I am using mac book and therefore, multiprocessing will use fork system call instead of spawning a new process. Also, I am using Python (with multiprocessing or Dask).
I have a very big pandas dataframe. I need to have many parallel subprocesses work with a portion of this one big dataframe. Let's say I have 100 partitions of this table that needs to be worked on in parallel. I want to avoid having to need to make 100 copies of this big dataframe as that will overwhelm memory. So the current approach I am taking is to partition it, save each partition to disk, and have each process read them in to process the portion each of them are responsible for. But this read/write is very expensive for me, and I would like to avoid it.
But if I make one global variable of this dataframe, then due to COW behavior, each process will be able to read from this dataframe without making an actual physical copy of it (as long as it does not modify it). Now the question I have is, if I make this one global dataframe and name it:
global my_global_df
my_global_df = one_big_df
and then in one of the subprocess I do:
a_portion_of_global_df_readonly = my_global_df.iloc[0:10]
a_portion_of_global_df_copied = a_portion_of_global_df_readonly.reset_index(drop=True)

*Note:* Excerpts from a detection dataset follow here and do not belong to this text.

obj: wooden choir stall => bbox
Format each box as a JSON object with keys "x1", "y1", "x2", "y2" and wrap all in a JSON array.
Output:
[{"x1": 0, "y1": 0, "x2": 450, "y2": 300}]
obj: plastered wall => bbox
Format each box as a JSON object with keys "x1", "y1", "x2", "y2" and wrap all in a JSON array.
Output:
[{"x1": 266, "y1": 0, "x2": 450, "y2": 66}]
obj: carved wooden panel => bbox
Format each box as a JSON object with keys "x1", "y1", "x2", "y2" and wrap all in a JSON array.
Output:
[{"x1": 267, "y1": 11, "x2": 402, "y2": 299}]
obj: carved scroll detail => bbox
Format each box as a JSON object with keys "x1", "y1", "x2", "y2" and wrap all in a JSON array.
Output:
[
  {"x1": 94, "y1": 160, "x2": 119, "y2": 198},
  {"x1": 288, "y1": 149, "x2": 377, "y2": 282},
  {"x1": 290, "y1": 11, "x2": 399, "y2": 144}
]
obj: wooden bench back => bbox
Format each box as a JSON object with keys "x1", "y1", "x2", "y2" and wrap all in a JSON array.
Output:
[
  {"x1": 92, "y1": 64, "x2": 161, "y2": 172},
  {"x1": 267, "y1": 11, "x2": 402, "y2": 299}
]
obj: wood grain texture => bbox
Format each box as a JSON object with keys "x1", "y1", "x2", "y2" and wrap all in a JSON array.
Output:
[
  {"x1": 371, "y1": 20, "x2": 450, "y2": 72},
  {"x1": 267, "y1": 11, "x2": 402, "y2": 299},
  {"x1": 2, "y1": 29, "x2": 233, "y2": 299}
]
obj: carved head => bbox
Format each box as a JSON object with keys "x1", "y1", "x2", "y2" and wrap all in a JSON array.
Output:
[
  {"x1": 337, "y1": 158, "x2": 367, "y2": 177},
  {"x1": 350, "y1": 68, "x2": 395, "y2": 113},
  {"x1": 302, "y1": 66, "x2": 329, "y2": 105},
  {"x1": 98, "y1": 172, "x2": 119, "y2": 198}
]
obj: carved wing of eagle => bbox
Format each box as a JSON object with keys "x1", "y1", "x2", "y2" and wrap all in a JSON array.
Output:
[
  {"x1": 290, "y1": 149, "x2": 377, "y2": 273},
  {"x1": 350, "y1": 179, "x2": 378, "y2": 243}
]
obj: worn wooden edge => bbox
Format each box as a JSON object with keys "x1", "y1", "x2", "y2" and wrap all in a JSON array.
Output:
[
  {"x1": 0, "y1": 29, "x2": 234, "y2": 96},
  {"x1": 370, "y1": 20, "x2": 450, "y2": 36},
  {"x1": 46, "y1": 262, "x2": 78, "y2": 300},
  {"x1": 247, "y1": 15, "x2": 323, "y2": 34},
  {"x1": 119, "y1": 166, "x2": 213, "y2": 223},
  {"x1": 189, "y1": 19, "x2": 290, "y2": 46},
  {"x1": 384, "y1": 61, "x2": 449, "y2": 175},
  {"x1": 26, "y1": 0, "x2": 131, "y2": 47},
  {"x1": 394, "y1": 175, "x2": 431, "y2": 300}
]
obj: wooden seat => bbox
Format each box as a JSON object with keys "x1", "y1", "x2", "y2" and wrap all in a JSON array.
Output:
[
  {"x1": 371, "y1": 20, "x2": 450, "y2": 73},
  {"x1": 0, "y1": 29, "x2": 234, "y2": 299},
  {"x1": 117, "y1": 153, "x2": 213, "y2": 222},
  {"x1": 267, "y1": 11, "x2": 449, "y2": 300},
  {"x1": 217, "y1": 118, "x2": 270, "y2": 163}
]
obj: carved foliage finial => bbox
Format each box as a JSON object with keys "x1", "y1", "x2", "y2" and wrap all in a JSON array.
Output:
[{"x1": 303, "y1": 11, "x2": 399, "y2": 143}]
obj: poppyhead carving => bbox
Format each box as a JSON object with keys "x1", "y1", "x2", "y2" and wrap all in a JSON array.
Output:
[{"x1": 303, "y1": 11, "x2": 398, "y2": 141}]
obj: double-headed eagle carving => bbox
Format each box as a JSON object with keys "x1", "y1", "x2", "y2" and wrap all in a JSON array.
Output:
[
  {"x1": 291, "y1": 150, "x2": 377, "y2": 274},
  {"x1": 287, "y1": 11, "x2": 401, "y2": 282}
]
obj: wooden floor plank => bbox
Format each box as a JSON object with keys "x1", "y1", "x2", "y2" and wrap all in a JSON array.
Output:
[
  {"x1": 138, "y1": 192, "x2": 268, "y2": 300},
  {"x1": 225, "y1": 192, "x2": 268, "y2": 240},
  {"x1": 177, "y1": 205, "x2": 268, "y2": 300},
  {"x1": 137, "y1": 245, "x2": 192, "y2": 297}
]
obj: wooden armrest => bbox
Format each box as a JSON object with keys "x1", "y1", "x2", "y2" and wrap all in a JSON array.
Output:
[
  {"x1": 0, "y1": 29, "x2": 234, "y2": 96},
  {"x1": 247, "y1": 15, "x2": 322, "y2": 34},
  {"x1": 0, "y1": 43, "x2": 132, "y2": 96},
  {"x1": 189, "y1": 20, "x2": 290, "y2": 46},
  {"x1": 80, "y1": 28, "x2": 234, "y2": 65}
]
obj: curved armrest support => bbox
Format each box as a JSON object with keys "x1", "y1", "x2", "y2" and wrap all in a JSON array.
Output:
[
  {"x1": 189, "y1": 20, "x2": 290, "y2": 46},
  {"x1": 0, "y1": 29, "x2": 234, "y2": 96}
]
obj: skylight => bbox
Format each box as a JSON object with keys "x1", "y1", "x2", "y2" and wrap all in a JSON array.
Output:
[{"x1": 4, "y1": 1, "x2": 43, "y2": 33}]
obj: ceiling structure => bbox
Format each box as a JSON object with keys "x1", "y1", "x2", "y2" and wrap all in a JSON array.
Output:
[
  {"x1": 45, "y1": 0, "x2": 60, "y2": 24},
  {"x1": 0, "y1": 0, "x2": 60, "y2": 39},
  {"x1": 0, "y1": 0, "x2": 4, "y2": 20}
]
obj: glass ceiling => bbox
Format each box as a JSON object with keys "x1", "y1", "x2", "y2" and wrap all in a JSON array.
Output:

# reset index will make a copy of the a_portion_of_global_df_readonly
do something with a_portion_of_global_df_copied
If I do the above, will I have created a copy of the entire my_global_df
or just a copy of the a_portion_of_global_df_readonly
, and thereby, in extension, avoided making copies of 100 one_big_df
?
One additional, more general question is, why do people have to deal with Pickle serialization and/or read/write to disk to transfer the data across multiple processes when (assuming people are using UNIX) setting the data as global variable will effectively make it available at all child processes so easily? Is there danger in using COW as a means to make any data available to subprocesses in general?
[Reproducible code from the thread below]
from multiprocessing import Process, Pool
import contextlib
import pandas as pd
def my_function(elem):
return id(elem)
num_proc = 4
num_iter = 10
df = pd.DataFrame(np.asarray([1]))
print(id(df))
with contextlib.closing(Pool(processes=num_proc)) as p:
procs = [p.apply_async(my_function, args=(df, )) for elem in range(num_iter)]
results = [proc.get() for proc in procs]
p.close()
p.join()
print(results)
Summarizing the comments, on a forking system such as Mac or Linux, a child process has a copy-on-write (COW) view of the parent address space, including any DataFrame
s that it may hold. It is safe to use and modify the dataframe in child processes without changing the data in the parent or other sibling child processses.
That means that it is unnecessary to serialize the dataframe to pass it to the child. All you need is the reference to the dataframe. For a Process
, you can just pass the reference directly
p = multiprocessing.Process(target=worker_fctn, args=(my_dataframe,))
p.start()
p.join()
If you use a Queue
or another tool such as a Pool
then the data will likely be serialized. You can use a global variable known to the worker but not actually passed to the worker to get around that problem.
What remains is the return data. It is in the child only and still needs to be serialized to be returned to the parent.